Que serais-je sans toi, épisode 4/12
[Avertissement : cette critique est le quatrième épisode d’une étude sur Que serai-je sans toi ? de Guillaume Musso. Pour plus de clarté sur le projet :
http://www.senscritique.com/liste/Musso_parce_qu_il_le_vaut_bien/500931
I. Un projet d’envergure.
C. Les rebondissements
Ainsi, lorsque les deux protagonistes qui, rappelons-le, chutent au terme d’une lutte épique du Golden Gate Bridge, tombant à la fois dans l’eau et le coma, M. Musso nous donne à voir ce qu’est la zone des départs. Pour faire court, ils se retrouvent dans un aéroport où chacun est affublé d’un billet d’avion (avec date, horaire, siège et tout, on y croirait) avec pour destination la « vie » ou la « mort ». (Souligné, italique et gras dans le texte. Sic.) Pour corser le tout, arrive en même temps qu’eux Lizzie, une jeune fille de 14 ans qui s’est suicidée aux médicaments parce que son boy friend l’a quittée. (Nous sommes à la p.243 sur 300, et ce personnage apparait pour la première fois. La considérer comme un grossier accessoire à l’intrigue ne serait pas fortuit) Dans ce purgatoire des temps modernes, c’est l’heure des bilans.
Et des rebondissements.
Archibald a un billet vie, Martin un billet mort. Et Lizzie, aussi.
Archibald donne son billet à Martin parce que de toute façon il a dans la vraie vie un cancer en phase terminale donc bon, ce serait gâcher.
Mais Martin, souvenez-vous, paie les prostituées pour les emmener au restaurant, et rend visite aux orphelines sidéennes.
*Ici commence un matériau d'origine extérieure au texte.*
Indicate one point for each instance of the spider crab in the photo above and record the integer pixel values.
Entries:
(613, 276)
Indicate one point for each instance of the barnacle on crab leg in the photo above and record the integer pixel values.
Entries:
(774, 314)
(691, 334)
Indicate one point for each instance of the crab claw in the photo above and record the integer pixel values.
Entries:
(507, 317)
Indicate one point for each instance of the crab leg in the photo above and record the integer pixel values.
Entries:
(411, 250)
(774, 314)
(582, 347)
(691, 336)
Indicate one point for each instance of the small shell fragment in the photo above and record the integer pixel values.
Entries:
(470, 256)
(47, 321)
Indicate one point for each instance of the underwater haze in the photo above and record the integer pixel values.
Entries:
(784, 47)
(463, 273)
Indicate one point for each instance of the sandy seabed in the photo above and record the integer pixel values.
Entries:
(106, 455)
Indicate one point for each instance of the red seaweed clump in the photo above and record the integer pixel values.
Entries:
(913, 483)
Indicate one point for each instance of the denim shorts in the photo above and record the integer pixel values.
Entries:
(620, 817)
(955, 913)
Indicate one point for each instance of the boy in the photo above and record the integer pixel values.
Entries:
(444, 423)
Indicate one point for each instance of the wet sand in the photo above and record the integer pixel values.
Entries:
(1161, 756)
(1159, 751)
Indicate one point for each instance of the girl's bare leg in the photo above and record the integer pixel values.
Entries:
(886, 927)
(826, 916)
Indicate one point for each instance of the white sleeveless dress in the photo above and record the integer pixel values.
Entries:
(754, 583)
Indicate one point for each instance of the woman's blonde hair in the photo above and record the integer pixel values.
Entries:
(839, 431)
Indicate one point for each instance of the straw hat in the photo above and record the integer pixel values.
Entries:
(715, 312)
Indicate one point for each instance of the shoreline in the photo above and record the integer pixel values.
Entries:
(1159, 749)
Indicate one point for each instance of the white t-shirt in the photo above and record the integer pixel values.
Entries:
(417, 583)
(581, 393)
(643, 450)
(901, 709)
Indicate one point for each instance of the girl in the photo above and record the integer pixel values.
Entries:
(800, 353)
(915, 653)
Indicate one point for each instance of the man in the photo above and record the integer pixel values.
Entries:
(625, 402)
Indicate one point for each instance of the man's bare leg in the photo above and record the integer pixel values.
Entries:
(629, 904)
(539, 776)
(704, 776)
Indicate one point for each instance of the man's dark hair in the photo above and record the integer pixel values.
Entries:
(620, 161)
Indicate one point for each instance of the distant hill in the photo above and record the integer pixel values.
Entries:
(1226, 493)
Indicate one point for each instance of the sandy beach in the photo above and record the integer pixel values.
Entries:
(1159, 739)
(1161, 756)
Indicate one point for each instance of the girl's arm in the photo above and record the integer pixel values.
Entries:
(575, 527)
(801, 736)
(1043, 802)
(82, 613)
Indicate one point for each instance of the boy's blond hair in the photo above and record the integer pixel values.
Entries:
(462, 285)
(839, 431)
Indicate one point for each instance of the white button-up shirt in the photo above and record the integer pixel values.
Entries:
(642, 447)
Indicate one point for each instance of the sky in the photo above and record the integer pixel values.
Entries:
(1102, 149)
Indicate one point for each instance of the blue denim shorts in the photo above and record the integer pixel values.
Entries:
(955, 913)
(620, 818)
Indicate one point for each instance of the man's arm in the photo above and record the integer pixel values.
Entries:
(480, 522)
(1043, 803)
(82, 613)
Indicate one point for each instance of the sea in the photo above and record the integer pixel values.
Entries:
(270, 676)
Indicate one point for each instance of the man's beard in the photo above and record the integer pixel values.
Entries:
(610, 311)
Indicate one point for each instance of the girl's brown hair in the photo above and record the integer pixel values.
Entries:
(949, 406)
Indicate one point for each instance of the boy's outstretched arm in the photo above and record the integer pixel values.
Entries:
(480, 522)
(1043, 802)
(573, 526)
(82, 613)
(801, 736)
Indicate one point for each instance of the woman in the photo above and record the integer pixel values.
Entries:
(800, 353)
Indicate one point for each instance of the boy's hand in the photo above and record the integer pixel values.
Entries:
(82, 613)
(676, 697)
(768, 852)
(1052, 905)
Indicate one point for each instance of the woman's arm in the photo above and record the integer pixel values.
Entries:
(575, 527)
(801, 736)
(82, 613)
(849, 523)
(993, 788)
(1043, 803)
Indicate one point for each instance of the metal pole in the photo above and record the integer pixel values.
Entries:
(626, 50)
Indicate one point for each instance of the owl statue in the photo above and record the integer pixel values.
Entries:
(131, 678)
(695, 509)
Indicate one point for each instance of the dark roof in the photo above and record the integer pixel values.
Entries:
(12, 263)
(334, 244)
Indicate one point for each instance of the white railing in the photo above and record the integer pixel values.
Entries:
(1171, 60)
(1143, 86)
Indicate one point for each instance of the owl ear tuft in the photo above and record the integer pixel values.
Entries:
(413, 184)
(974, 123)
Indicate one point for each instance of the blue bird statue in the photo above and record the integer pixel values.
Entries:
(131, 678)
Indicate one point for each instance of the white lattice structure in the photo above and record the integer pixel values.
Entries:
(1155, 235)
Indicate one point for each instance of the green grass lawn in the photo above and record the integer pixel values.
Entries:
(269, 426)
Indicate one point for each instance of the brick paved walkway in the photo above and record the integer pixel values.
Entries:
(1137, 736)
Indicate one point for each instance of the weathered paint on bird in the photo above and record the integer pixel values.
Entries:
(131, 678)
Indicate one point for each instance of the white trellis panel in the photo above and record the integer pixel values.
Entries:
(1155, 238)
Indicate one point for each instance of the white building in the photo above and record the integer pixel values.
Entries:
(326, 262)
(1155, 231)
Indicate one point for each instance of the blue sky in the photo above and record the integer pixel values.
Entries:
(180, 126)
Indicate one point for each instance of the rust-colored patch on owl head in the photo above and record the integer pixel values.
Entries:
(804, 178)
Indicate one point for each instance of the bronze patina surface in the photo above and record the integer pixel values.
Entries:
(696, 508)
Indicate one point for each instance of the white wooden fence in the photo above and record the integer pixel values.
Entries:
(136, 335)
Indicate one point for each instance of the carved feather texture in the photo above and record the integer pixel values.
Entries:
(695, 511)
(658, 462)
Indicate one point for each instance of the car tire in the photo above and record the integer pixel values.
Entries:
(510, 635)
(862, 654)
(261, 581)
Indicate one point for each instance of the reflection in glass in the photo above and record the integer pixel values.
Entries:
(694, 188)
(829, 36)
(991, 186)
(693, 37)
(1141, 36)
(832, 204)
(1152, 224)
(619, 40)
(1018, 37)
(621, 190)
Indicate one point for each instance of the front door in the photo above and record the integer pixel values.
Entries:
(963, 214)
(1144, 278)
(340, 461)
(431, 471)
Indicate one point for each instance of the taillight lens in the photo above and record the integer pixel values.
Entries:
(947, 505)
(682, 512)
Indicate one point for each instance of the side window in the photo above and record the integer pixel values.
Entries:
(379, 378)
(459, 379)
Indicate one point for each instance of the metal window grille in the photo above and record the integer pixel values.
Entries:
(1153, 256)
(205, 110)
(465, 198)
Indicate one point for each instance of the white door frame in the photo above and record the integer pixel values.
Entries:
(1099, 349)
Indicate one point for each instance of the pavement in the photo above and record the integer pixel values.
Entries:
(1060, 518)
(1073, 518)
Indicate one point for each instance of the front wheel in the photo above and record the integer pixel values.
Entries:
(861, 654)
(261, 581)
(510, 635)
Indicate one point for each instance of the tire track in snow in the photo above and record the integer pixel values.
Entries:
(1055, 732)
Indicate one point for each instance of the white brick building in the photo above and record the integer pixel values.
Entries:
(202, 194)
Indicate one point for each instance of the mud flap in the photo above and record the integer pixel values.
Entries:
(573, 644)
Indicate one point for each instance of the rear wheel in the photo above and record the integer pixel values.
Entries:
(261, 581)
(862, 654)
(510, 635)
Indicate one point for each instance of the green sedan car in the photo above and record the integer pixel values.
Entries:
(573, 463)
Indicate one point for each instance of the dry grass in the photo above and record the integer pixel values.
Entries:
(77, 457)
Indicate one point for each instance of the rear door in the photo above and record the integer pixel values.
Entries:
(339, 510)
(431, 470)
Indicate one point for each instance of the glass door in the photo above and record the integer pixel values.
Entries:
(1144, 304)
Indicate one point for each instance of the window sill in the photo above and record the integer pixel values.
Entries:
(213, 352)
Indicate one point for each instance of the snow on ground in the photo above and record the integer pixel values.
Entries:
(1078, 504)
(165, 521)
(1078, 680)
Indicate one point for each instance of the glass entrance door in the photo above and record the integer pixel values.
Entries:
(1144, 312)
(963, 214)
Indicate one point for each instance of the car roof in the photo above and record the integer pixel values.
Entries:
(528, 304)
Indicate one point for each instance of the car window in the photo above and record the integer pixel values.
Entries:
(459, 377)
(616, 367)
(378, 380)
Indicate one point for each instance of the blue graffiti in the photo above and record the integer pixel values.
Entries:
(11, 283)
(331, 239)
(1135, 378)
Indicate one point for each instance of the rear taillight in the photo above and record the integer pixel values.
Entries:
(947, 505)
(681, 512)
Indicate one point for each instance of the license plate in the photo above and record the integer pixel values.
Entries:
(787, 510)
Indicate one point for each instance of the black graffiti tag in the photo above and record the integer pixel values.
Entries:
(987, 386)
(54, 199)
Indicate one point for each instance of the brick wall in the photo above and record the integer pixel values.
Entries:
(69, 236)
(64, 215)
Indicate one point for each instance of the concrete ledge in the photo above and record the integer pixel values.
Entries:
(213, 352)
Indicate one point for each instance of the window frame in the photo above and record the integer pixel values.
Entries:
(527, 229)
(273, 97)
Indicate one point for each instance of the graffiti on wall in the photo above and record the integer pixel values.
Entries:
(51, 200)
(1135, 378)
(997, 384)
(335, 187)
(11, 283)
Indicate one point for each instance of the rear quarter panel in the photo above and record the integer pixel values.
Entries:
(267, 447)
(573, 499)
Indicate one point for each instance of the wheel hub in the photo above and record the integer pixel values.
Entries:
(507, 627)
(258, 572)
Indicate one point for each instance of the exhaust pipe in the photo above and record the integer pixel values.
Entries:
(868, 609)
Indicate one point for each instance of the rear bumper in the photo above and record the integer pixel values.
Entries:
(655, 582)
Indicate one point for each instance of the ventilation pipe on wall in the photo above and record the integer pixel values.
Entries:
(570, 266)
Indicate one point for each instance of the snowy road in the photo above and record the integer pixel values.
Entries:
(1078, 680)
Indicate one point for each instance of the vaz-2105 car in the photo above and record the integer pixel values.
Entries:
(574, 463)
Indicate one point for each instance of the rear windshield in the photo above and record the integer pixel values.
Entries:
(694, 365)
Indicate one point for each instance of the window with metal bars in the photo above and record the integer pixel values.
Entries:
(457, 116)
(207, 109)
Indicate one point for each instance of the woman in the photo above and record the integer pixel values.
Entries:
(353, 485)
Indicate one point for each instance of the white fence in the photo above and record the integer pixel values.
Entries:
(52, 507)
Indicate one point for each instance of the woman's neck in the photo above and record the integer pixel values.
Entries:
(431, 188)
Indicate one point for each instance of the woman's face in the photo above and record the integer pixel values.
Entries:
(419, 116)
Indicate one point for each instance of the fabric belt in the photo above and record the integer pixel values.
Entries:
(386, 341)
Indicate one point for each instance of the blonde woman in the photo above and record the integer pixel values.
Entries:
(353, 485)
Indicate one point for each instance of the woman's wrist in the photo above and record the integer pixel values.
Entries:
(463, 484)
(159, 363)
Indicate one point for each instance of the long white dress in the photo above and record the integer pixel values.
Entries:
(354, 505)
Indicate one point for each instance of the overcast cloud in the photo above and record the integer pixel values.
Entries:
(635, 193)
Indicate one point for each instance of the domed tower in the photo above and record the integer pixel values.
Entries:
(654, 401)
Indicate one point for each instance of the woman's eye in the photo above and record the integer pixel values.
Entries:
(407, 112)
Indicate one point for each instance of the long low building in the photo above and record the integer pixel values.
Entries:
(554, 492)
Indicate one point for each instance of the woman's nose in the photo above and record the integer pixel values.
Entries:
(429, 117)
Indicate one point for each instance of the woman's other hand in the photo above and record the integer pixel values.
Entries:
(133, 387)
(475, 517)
Alors, logique, il donne son billet vie à Lizzie.
Nous voilà prêts aux larmes devant une telle dimension christique, mais les pages de ce livre sont tendues au point de faire passer un trampoline du cirque de Pékin pour un marécage de Louisiane : on y rebondit jusqu’à l’ivresse.
C’est le moment qu’attend l’héroïne pour nous révéler que sa mère, que tout le monde croyait morte en lui ayant donné la vie est en fait dans le coma. Vous suivez ?
Elle croit que son père est mort. On croit que sa mère est morte. (Et d’ailleurs, la raison pour laquelle Gabrielle n’a jamais été au rendez-vous crucial et ultime avec Martin, treize ans plus tôt, dans un café de New York après un été torride d’amours ininterrompues, c’est parce qu’on venait de lui apprendre que sa mère n’était en fait pas morte. Plutôt que de le dire à Martin, elle préfère lui ménager une surprise à la hauteur de la sienne, et attend la dernière page pour qu’il comprenne et lui pardonne.)
Mais son père était vivant, maintenant dans le coma avec l’amour de sa vie.
Et donc, le père va retrouver dans l’aéroport des comateux (dans lequel, souvenez-vous on peut manger des pigeons au foie gras) son amour de toujours. Elle donne son ticket vie qu’elle a depuis 30 ans, mais bon, il faut croire qu’elle était bien dans la salle d’attente, à Martin qui donc finalement va vivre, et les vieux meurent, passez votre tour, y’en a d’autres qu’aimeraient faire des bébés.
Et ils prennent l’avion, donc, pour leur voyage, pile dans des sens opposés, ce qui tendrait à démontrer que la vie et la mort ne se trouvent pas sur le même continent.
« Au moment de se croiser, une sorte d’interférence secoua les deux appareils, rappelant aux voyageurs que l’amour et la mort n’avaient finalement que deux lettres de différence. » (p. 290)
Les lecteurs de cette étude doivent probablement être ébahis par la puissance de la remarque sur l’amour et la mort. La réaction du lecteur du roman est quant à elle quelque peu émoussée dans la mesure où on la lui a déjà faite ; mais nous y reviendrons car cette première occurrence n’est pas à prendre à la légère d’un point de vue stylistique.